Deconstructing the Awesome: the Medieval Knight

(Note: this post originally appeared at Foreworld.com, the home of all your news about the Mongoliad and the Foreworld. Check it out!)

Unless you hung out with a bunch of medieval scholars or writers as a child, there’s a good chance that your first exposure to knights was followed quickly by the words “of the Round Table” or “who say Ni.” Love of shrubberies aside, while these stories are entertaining, they are not especially accurate representations of what was once a dominant military and social evolution in Europe.

The image many people have of knights involves the Crusades, or romantic portrayals of grand jousting tournaments. While these things did happen, and certainly were part of the knight’s life at different times in history, first and foremost a knight was a professional soldier.

Or a servant. Or a messenger. Or a young person travelling from a child to adulthood. There are as many theories as to the origins of medieval knighthood as there were knights during that period. The word itself is of uncertain origin, arising in various forms in many Germanic languages. The one most commonly cited is the Old English cniht (meaning “boy” or “servant”) itself an evolution of a German word (Knecht) with the same general meaning.

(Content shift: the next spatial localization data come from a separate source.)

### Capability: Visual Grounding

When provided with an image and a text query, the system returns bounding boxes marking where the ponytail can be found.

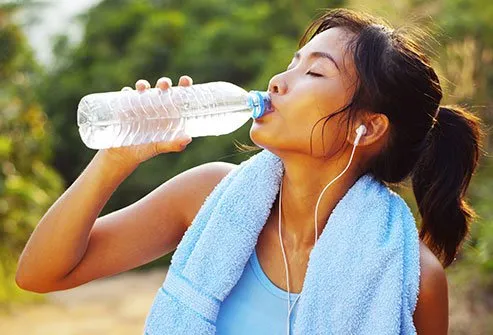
[411,106,483,267]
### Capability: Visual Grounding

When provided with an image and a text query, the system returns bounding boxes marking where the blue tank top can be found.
[215,247,300,334]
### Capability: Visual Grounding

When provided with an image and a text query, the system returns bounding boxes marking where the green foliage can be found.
[464,160,493,273]
[440,0,493,46]
[433,0,493,276]
[0,2,63,306]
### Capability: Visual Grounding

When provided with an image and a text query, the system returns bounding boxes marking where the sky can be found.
[18,0,102,66]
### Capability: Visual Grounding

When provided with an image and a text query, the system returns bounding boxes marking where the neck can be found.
[276,150,362,250]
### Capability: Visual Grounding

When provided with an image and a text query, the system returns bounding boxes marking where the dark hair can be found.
[300,9,483,267]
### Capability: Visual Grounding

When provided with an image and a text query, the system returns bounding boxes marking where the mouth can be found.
[254,106,276,121]
[264,104,276,115]
[263,95,277,115]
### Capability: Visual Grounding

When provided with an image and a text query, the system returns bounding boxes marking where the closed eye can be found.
[307,71,323,77]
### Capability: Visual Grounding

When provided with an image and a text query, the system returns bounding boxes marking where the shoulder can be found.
[175,161,237,226]
[184,161,237,182]
[413,240,449,334]
[417,241,448,298]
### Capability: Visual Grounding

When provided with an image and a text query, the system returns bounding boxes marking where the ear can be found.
[347,113,389,146]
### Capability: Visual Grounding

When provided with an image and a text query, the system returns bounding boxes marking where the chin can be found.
[249,124,286,156]
[249,121,272,149]
[251,125,319,160]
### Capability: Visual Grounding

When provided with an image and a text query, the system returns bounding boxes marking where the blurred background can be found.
[0,0,491,334]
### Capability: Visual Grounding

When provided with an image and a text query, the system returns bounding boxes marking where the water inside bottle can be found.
[77,82,270,149]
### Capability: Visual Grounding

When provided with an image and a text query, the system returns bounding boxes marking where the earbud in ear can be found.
[356,124,367,136]
[353,124,367,146]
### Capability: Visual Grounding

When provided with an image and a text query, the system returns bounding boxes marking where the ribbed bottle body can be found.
[77,82,255,149]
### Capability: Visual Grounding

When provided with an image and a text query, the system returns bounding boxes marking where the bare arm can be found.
[16,149,235,293]
[15,75,235,293]
[413,241,449,334]
[15,150,138,291]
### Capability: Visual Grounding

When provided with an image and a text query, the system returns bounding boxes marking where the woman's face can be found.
[250,27,357,158]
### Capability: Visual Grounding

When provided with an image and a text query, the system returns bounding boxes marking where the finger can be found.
[177,135,192,145]
[155,77,173,90]
[178,75,193,87]
[135,79,151,92]
[155,137,192,153]
[121,86,133,92]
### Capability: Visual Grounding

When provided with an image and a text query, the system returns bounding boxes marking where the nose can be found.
[268,74,287,95]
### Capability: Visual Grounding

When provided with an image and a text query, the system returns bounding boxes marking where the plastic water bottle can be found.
[77,81,271,149]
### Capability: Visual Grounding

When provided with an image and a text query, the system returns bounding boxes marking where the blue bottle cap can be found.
[247,91,271,119]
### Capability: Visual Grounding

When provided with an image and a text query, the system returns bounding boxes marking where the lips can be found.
[253,93,277,120]
[265,105,276,115]
[264,96,277,115]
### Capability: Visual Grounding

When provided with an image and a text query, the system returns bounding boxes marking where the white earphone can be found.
[280,124,367,334]
[354,124,367,145]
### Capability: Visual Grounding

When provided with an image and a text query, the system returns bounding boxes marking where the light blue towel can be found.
[144,149,420,334]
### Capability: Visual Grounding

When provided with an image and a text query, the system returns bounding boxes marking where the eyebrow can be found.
[294,51,341,72]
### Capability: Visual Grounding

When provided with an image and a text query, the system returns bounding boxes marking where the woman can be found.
[16,8,482,335]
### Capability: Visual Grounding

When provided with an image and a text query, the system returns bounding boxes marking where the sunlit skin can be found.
[250,27,390,250]
[249,27,448,334]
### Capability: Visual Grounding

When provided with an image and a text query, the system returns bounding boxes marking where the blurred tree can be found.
[0,2,62,253]
[37,0,345,215]
[0,1,63,303]
[431,0,492,126]
[431,0,493,275]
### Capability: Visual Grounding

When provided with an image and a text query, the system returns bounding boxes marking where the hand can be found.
[100,75,194,167]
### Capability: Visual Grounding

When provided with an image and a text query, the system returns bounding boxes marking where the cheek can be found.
[284,85,345,137]
[289,79,348,116]
[249,80,351,155]
[289,94,349,156]
[312,83,349,115]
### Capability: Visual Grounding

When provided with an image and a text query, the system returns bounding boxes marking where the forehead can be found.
[300,27,355,71]
[302,27,352,52]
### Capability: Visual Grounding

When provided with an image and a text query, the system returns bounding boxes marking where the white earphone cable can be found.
[278,181,291,332]
[313,127,365,244]
[280,126,365,335]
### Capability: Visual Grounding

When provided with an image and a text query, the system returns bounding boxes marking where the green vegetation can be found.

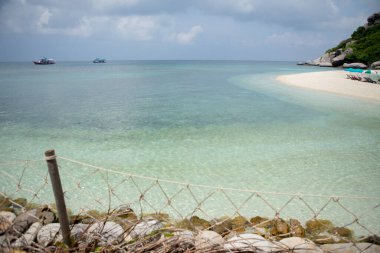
[325,24,380,65]
[325,38,351,54]
[345,25,380,64]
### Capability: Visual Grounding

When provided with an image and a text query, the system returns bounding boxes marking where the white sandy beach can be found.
[277,70,380,102]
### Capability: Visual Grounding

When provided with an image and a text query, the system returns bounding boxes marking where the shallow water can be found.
[0,61,379,232]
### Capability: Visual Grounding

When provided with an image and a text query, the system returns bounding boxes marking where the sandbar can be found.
[277,70,380,102]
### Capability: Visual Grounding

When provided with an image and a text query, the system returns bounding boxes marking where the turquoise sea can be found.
[0,61,379,231]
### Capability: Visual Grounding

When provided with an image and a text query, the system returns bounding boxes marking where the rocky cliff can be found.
[299,12,380,69]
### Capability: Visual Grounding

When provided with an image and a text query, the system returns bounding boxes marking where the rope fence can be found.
[0,150,379,252]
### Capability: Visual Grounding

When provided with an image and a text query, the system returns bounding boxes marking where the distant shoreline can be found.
[276,70,380,102]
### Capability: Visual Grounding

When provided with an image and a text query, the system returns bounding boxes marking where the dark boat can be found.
[33,58,55,65]
[93,58,106,63]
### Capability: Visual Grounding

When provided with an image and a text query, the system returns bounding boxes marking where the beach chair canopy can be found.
[363,69,378,74]
[344,68,364,73]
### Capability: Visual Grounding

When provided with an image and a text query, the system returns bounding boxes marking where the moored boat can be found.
[93,58,106,63]
[33,58,55,65]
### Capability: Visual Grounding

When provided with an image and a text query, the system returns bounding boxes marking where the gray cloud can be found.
[0,0,378,61]
[1,0,377,35]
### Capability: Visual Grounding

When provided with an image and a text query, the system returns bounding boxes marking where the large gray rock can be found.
[129,220,163,239]
[0,211,16,234]
[320,62,333,67]
[0,234,12,252]
[344,47,354,55]
[342,63,367,69]
[12,222,42,248]
[320,243,380,253]
[224,233,282,252]
[11,209,39,235]
[39,210,56,225]
[367,12,380,26]
[37,223,60,247]
[279,237,322,253]
[195,230,224,250]
[332,54,346,67]
[313,53,334,66]
[70,223,88,242]
[87,221,124,244]
[173,230,194,240]
[370,61,380,69]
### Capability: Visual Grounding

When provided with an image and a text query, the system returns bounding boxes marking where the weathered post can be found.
[44,149,71,246]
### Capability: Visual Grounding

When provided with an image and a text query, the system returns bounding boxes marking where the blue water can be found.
[0,61,379,230]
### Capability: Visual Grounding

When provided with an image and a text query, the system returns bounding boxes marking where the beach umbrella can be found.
[363,69,377,74]
[345,68,363,73]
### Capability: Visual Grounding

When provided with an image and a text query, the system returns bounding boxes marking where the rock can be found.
[312,233,343,244]
[289,219,305,237]
[312,53,333,66]
[334,49,343,57]
[84,209,108,220]
[71,209,105,224]
[114,205,137,221]
[0,211,16,234]
[342,63,367,69]
[12,198,27,208]
[115,217,138,232]
[250,226,268,236]
[0,196,11,211]
[70,214,96,224]
[12,222,42,248]
[320,243,380,253]
[367,12,380,26]
[270,218,289,236]
[0,234,12,251]
[344,47,354,55]
[231,216,249,233]
[306,219,334,235]
[144,213,169,222]
[211,217,232,235]
[189,216,211,230]
[363,235,380,244]
[176,219,195,231]
[224,233,282,252]
[250,216,271,228]
[87,221,124,244]
[321,53,334,63]
[279,237,322,253]
[39,210,56,225]
[173,230,194,240]
[70,223,88,242]
[11,198,27,215]
[332,53,347,67]
[171,230,195,251]
[305,60,318,66]
[328,227,353,238]
[11,209,39,235]
[37,223,60,247]
[370,61,380,69]
[195,230,224,250]
[129,220,163,239]
[320,62,333,67]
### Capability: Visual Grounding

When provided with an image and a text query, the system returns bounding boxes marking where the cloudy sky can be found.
[0,0,378,61]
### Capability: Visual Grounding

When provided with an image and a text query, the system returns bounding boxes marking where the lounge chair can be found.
[363,77,377,83]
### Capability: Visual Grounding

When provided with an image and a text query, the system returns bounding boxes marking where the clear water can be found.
[0,61,379,231]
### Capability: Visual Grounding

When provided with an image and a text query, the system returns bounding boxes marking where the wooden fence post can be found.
[44,149,71,246]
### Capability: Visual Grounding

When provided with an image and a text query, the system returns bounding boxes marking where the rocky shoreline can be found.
[1,195,379,252]
[297,12,380,70]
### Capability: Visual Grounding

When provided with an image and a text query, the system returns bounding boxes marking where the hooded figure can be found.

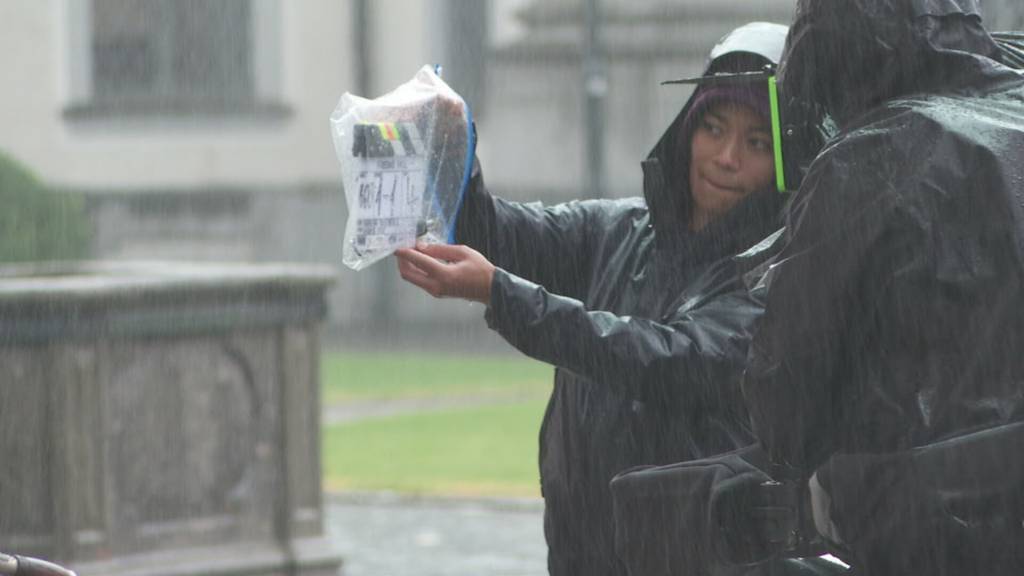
[395,22,788,576]
[743,1,1024,573]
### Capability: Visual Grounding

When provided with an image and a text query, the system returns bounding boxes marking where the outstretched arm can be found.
[486,267,757,415]
[396,244,756,415]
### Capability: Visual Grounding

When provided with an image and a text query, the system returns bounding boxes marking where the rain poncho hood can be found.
[453,22,792,576]
[744,1,1024,572]
[778,0,1006,124]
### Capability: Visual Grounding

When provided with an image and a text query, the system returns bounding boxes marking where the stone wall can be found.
[0,261,342,576]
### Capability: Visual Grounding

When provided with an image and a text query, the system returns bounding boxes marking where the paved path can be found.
[325,492,547,576]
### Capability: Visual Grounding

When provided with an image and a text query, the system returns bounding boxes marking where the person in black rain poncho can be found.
[741,1,1024,573]
[394,22,789,576]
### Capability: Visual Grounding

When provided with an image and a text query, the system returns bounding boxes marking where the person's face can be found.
[688,102,775,230]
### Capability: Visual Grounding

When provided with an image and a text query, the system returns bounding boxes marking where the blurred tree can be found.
[0,151,91,262]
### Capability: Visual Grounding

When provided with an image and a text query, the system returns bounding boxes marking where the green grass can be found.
[321,351,552,403]
[323,399,547,497]
[320,351,553,497]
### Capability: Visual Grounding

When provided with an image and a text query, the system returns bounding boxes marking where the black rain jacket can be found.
[744,1,1024,573]
[456,26,787,576]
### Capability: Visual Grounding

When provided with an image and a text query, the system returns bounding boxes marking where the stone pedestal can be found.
[0,261,342,576]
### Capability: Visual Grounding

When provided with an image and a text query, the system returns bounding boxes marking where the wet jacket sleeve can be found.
[454,160,600,300]
[484,266,757,415]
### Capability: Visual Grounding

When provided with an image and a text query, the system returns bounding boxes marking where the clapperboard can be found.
[350,122,427,256]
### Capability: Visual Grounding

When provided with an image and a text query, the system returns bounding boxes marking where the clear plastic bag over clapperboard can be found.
[330,65,474,271]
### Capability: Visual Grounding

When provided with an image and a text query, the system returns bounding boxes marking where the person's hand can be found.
[394,243,495,305]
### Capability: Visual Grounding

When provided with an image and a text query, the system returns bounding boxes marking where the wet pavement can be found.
[325,492,547,576]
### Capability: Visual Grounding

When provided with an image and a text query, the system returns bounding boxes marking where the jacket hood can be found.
[643,22,788,242]
[778,0,1006,125]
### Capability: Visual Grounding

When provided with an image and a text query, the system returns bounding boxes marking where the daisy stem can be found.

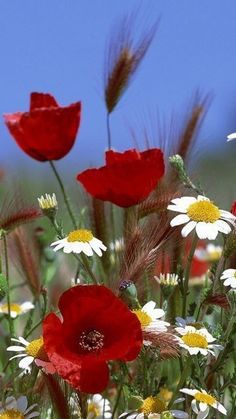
[182,234,198,317]
[208,301,236,376]
[2,233,14,336]
[74,254,98,285]
[212,254,226,294]
[78,392,88,419]
[49,160,77,230]
[44,373,70,419]
[111,366,125,419]
[106,112,112,149]
[168,357,190,408]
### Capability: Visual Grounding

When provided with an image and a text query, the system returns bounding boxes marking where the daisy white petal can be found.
[51,229,106,257]
[7,346,26,352]
[196,222,207,239]
[170,214,190,227]
[167,205,187,213]
[27,413,40,419]
[168,195,234,240]
[17,396,28,412]
[214,219,231,234]
[227,132,236,141]
[19,356,34,369]
[181,221,197,237]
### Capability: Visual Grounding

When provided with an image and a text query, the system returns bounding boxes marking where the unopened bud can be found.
[38,193,58,220]
[119,280,139,307]
[161,412,174,419]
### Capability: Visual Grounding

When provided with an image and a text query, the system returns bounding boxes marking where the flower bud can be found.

A humble word for a proud warrior, and one applied quite late in our modern concept of knighthood. Today, we think of mounted warriors with a highly evolved code of conduct. (For the word happy, Chivalry itself is an evolved word, coming to us from the Medieval Latin caballarius, or “horseman”).

Myself, I think there is only one modern profession that even approaches the complexity and dedication of the Medieval Knight, and it’s even harder to get into.

I’m speaking, of course, about being an Astronaut.

The Medieval Knight was a highly skilled professional who in his (or her) prime had decades of training with the most advanced technology available. They were well educated, performed their duties at a level few others could even approximate, and were such a valuable commodity it some lords found it preferable to expend dozens of “lesser” lives on the battlefield rather than risk losing their valued servants.

In the latter half of the 20th century, we all wanted to be Astronauts. I certainly did (with baseball player and science-fiction writer as backup plans), and it was a fantastic dream. To sail among the stars, seeing and doing things that nobody else could, and then coming home to have an ice cream cone.

Replace starships with horses, and it’s more or less a straight swap. More accurately, the stirrup is the technology that really made the institution of knighthood possible, and its proper introduction to Europe comes right around the same time the role of horses in war was no longer a suggestion, but a requirement.

Our records of the ancient world contain many stories of brave fighting men and their noble steeds, but very few have the two together in a fight. Pulling a chariot, sure.  Coming to the rescue of a downed warrior? Romantic, but certainly within the realm of possibility. But riding your horse was what you did to get to the battle, and if you were lucky, back to camp afterward.

Stirrups were part of a number of martial improvements that let the Jin Dynasty unify China, and by the 5th century AD were in common use throughout that region. Less than 200 years later they are found in tombs in Hungary, and 200 years after that stirrups were an indispensable part of medieval warfare. Mounted warriors using stirrups had a greater range of motion in the saddle, and allowed the use of more and different weapons and tactics during a fight.

Charlemagne rewarded his deadly mounted warriors with grants of land, transforming a band of skilled mercenaries into landed and hereditary lords. If you were a knight and lived long enough to have sons of your own, they trained to be like you, and to secure your wealth for their own sons. Weapons and armor weren’t the most important thing a knight could pass on to the next generation, it was the knowledge of how and when to fight.

Whether the stirrup was a proximate cause for the rise of feudalism is something best left to far smarter men than myself (much like piloting the Space Shuttle), but the men (and women) we think of as knights often learned to ride before they could write their own names.

So what exactly is a knight, then? Is it a word, an ethos, a social status, or a job description? Is it a romantic notion of purity, a merciless warrior, or a fan of arranged greenery?

I’ll tell you. Knights are magic. They fire our imaginations with tales of daring-do, and give us a standard worth living by. No one talks about the Fry Cooks of the Round Table (except, of course, science fiction writers).  King Arthur may or may not have been real, but either way, of course he was a knight! Bruce Wayne (reality also hotly debated) took his fear and buried it away behind the mask of the Dark Knight.

And a thousand years from now, when we are all Astronauts, we’ll still be talking about Medieval Knights.

In my admittedly biased opinion, that’s pretty Awesome. So, who wants ice cream?